Jim's doctors are going to talk to him about a treatment vacation. Is this from Lupron & Abiraterone, or just one of them? He's been <0.04 for over a year and ultra sensitive shows <0.02. He's very hesitant to stop something that's working. A vacation would be nice, but I'm with him. We are going to make a list of questions.
Any input on the pros & cons would be appreciated.

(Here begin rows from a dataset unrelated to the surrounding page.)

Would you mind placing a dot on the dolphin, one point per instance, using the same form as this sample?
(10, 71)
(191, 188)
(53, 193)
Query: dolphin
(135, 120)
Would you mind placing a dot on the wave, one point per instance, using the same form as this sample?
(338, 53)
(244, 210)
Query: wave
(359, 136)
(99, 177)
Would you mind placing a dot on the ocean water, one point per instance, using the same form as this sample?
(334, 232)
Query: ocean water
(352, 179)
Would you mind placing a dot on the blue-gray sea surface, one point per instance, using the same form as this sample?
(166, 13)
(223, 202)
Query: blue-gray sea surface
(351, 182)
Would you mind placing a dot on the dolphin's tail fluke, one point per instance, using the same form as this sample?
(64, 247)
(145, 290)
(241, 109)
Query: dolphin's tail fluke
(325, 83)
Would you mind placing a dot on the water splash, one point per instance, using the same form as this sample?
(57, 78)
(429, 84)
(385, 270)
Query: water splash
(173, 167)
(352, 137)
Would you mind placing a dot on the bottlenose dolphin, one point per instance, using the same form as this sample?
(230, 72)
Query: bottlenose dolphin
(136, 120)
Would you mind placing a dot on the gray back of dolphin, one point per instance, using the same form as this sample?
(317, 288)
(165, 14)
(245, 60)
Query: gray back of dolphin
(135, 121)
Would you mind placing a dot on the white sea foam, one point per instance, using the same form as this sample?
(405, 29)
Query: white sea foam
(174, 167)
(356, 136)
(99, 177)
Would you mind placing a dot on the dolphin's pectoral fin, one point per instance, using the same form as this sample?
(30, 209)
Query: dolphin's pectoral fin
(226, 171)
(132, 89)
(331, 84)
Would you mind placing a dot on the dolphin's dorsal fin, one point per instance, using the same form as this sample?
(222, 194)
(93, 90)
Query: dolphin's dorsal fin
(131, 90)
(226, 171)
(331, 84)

I am against it, if it works don't fix it
Hello
It's obviously a person choice but I am on my 2nd vacation. The first vacation last two years and then PSA climbed slowly. Radiation and Lupron + abiraterone. 3 months later started vacation again. Two years into this recent one and undetectable. Personally I have thoroughly enjoyed the renewed energy and certainly don't miss the side effects. While I am no physician but see great ones at Seattle Cancer Care, I personally wonder if the impact of meds following a vacation is more effective as I am not building med immunity and maybe that's is beneficial vs continuous
That works for me
You bring up exactly my questions
- does the vacation prevent building immunity
If the objective is to give him a relief from castration they have to stop lupron and abiraterone and monitor PSA and testosterone, to see what happens with the PSA when testosterone goes over 50 which could take some time, measured usually in months.
He needs to be weaned slowly from the prednisone .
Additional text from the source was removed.